Kenya has a working and effective vaccination programme against diseases such as measles, tuberculosis, mumps, rotavirus, polio, tetanus, meningitis, typhoid, and chicken pox, among others. These vaccinations are set under the Kenya Expanded Immunization (KEPI) Schedule and are effective in curbing child mortality.
One important recommendation to the government is to include HPV vaccination in the KEPI schedule but to be administered when children turn 10 years.

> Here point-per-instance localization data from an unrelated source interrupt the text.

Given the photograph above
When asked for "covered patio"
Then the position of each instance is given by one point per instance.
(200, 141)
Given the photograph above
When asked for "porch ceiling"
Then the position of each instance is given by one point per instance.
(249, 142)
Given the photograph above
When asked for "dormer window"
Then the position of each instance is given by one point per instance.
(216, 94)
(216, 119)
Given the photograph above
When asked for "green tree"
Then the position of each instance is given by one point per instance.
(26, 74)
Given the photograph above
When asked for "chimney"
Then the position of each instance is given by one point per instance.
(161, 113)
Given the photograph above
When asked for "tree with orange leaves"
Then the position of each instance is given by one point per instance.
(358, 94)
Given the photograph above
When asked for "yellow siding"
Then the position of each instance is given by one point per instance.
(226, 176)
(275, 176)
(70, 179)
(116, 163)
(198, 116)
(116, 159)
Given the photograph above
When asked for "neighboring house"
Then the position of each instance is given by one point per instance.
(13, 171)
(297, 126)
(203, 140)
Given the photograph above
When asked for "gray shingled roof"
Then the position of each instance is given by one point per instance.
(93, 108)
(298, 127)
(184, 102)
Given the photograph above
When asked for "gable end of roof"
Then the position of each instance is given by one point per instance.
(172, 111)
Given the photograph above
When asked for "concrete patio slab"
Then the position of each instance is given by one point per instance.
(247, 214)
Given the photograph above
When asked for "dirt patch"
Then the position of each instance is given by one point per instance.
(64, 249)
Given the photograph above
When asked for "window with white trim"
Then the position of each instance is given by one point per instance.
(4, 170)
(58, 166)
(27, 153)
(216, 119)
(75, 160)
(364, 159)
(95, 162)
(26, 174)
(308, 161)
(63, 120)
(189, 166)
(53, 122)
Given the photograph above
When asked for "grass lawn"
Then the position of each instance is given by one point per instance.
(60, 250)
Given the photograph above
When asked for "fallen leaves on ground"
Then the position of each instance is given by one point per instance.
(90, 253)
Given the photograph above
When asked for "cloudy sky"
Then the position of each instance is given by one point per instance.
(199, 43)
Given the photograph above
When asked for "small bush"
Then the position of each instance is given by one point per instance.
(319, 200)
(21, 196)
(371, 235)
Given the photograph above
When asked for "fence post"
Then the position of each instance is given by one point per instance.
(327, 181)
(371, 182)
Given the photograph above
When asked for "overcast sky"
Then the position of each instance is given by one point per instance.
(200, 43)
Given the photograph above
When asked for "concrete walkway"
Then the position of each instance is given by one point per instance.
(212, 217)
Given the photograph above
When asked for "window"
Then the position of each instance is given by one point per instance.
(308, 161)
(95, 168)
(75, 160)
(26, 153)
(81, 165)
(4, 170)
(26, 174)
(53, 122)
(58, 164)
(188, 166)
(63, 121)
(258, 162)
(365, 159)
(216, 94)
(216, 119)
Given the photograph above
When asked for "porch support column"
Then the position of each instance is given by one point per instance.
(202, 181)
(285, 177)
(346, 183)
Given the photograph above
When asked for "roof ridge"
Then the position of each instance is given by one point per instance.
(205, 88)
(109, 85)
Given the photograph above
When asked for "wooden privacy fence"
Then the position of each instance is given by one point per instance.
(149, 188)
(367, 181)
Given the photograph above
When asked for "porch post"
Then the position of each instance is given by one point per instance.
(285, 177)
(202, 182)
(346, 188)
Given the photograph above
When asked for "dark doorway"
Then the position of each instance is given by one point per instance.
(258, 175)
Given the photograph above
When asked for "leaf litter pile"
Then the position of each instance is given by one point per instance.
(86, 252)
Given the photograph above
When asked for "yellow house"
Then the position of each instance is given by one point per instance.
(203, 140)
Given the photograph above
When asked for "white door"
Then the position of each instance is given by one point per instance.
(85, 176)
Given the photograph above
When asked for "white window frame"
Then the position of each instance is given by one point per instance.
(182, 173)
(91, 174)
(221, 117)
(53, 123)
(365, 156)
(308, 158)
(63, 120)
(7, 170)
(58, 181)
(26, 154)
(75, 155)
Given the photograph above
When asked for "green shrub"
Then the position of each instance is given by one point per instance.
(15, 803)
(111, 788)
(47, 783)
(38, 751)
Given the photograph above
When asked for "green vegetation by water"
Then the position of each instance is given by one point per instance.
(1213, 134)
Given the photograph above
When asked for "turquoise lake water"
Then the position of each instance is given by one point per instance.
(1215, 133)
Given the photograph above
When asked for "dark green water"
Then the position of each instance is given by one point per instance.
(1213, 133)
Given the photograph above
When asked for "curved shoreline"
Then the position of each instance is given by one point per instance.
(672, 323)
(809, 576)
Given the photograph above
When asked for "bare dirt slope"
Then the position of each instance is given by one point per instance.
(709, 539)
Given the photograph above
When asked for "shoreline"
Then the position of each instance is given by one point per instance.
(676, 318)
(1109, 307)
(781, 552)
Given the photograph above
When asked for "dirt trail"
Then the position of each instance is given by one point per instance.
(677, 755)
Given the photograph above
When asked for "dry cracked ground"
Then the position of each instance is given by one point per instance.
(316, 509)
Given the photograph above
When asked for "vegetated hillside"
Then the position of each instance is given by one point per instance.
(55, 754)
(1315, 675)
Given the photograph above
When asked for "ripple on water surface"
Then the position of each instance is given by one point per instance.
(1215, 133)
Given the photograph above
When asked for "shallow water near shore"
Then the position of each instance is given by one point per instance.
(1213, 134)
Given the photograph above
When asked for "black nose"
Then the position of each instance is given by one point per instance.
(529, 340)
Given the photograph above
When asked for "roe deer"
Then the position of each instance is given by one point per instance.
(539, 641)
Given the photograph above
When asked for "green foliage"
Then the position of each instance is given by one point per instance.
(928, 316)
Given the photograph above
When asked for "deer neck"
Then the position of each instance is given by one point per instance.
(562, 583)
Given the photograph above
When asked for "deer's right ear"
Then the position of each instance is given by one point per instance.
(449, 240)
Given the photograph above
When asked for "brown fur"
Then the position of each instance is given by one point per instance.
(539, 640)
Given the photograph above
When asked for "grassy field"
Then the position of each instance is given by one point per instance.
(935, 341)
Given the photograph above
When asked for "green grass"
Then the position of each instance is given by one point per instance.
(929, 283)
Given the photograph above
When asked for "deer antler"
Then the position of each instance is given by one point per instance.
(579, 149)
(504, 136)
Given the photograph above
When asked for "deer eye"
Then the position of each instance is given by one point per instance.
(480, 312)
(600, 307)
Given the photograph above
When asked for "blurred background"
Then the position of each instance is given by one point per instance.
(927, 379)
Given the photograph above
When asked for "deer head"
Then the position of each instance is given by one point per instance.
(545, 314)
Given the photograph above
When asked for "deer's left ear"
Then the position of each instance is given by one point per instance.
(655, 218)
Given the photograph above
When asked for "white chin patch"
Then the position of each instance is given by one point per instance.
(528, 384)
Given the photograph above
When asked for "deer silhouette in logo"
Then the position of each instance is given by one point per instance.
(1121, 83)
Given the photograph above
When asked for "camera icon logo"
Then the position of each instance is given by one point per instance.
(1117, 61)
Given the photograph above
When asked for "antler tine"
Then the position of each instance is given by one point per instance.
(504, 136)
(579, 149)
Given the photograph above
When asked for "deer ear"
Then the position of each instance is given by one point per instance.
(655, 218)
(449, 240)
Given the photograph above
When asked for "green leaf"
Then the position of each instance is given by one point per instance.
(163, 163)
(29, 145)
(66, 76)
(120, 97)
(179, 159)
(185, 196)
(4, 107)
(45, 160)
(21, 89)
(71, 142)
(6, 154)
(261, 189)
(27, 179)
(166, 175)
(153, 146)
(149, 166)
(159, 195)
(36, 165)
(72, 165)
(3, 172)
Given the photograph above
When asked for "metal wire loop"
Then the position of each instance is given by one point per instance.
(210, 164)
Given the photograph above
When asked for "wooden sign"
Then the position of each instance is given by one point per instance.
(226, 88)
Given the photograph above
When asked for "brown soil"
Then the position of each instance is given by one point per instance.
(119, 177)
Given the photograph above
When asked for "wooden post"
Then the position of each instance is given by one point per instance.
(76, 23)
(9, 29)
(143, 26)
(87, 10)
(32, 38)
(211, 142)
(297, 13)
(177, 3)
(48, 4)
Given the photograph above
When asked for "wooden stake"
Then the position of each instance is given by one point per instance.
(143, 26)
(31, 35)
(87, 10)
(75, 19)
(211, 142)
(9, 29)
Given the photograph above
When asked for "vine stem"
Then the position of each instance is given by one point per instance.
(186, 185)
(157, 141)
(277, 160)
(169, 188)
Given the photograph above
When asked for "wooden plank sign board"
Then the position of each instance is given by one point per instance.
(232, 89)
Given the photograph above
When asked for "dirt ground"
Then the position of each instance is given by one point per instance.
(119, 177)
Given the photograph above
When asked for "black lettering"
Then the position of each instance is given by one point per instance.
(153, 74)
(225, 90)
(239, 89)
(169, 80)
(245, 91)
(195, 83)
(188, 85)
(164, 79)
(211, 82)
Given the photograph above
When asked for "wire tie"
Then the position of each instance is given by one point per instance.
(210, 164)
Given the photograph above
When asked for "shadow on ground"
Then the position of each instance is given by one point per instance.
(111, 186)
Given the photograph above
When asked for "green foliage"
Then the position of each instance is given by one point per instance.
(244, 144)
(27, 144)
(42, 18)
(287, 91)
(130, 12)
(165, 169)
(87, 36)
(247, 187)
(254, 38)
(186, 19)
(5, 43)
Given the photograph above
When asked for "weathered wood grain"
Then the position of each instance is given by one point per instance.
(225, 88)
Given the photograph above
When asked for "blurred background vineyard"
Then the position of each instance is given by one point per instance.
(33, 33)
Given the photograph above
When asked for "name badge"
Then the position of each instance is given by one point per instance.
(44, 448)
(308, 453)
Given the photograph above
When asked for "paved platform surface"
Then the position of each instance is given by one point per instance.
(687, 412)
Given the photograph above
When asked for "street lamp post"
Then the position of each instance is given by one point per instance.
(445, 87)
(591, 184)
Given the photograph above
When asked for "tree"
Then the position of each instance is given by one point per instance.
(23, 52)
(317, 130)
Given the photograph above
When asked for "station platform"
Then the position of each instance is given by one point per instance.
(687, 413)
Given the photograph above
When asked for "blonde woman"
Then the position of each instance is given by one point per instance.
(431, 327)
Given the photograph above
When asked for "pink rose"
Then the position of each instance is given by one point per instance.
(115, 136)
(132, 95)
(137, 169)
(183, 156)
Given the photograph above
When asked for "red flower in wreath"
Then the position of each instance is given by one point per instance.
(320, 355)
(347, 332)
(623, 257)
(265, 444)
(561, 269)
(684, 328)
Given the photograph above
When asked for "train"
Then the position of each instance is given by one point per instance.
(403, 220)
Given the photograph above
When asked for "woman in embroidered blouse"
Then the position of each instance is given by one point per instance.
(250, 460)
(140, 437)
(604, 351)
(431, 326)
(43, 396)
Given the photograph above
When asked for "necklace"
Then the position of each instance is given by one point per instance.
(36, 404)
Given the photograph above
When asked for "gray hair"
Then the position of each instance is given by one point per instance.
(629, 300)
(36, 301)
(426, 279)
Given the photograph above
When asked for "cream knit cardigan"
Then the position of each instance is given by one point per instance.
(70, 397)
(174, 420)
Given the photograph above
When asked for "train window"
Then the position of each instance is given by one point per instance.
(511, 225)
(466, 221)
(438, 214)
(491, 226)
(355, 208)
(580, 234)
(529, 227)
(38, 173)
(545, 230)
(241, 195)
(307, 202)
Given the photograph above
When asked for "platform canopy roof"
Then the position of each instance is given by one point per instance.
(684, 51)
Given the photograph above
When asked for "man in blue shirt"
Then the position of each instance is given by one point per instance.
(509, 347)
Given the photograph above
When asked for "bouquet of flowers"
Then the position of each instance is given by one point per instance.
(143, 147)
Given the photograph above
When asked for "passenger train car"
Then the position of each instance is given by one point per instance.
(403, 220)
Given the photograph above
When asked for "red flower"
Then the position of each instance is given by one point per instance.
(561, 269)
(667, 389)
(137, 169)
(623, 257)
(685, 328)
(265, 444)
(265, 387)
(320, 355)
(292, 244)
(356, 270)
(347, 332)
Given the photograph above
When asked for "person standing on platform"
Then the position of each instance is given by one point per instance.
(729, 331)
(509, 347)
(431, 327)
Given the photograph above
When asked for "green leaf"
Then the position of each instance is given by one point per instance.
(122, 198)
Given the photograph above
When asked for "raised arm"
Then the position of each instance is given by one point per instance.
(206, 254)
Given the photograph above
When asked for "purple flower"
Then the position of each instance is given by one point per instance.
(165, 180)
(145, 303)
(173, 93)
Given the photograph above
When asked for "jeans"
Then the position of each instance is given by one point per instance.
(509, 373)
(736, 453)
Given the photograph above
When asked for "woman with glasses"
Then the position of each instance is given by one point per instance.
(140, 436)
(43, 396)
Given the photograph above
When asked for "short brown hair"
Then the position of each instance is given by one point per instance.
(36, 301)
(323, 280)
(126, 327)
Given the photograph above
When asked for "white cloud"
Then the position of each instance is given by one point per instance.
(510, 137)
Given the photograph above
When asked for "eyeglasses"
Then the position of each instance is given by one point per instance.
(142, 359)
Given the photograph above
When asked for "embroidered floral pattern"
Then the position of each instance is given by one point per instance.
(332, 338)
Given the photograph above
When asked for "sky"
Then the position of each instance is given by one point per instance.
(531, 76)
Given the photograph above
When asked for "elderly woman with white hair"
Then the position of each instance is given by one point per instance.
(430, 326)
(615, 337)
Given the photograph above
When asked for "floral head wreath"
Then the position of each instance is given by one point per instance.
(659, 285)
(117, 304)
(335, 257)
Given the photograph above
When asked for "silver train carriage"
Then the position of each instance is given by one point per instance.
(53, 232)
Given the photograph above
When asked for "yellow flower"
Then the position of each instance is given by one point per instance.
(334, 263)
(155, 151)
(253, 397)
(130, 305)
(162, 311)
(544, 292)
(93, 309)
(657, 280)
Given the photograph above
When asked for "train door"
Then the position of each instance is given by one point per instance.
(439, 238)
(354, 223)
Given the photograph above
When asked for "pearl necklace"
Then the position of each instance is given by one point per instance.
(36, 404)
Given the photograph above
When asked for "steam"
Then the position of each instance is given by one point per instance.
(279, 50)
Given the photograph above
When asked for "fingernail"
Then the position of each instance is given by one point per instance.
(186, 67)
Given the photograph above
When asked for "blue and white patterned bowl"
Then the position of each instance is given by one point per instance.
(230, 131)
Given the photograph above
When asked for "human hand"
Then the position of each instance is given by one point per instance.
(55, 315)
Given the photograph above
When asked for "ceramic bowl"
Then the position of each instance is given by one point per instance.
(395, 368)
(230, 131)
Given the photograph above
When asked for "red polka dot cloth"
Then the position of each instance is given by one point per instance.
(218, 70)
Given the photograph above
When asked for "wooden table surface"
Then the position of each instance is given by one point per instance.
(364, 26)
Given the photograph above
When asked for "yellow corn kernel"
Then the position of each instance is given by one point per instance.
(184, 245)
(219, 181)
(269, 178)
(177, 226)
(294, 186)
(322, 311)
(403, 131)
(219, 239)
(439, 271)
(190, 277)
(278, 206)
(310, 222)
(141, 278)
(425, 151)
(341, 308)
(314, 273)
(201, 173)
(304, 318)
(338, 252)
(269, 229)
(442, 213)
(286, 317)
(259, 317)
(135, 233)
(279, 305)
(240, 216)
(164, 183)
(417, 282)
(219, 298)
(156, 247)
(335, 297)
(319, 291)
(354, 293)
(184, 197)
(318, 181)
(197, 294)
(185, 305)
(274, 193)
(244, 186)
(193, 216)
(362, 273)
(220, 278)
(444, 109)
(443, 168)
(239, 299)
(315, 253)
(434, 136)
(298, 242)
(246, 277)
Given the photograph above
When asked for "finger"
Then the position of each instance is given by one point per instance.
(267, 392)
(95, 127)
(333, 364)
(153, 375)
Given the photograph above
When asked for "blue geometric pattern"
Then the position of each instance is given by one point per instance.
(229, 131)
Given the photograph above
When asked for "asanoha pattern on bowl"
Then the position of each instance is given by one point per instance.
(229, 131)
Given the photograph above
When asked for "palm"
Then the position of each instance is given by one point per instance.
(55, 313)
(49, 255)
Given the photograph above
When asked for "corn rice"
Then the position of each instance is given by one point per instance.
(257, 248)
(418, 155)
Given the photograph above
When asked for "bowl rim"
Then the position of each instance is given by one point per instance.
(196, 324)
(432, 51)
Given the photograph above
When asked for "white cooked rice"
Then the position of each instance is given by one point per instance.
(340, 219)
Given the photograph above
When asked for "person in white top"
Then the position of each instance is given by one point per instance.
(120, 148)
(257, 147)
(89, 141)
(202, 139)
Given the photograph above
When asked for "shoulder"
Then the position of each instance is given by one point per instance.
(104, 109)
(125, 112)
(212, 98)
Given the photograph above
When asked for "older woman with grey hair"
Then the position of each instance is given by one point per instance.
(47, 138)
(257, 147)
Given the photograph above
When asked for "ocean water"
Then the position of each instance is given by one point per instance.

Given the volatility around HPV vaccines, there must be public participation to educate and inform the public about the reality of cervical cancer and the effectiveness of these vaccines.
Importantly, HPV vaccinations must not replace cervical cancer screening. Cervical cancer screening is done among asymptomatic women who may feel perfectly healthy. Screening helps detect HPV infection, pre-cancerous lesions, or cervical cancer at an early stage where treatment has an excellent potential for cure.
Screening usually starts from 30 years, with regular monitoring every 5 to 10 years with a validated HPV test. However, given the high prevalence of HIV in Kenya among young people, cervical cancer screening should begin earlier to detect likely HPV infections. Kenya has everything it needs to eliminate HPV-associated cervical cancers and save women lives.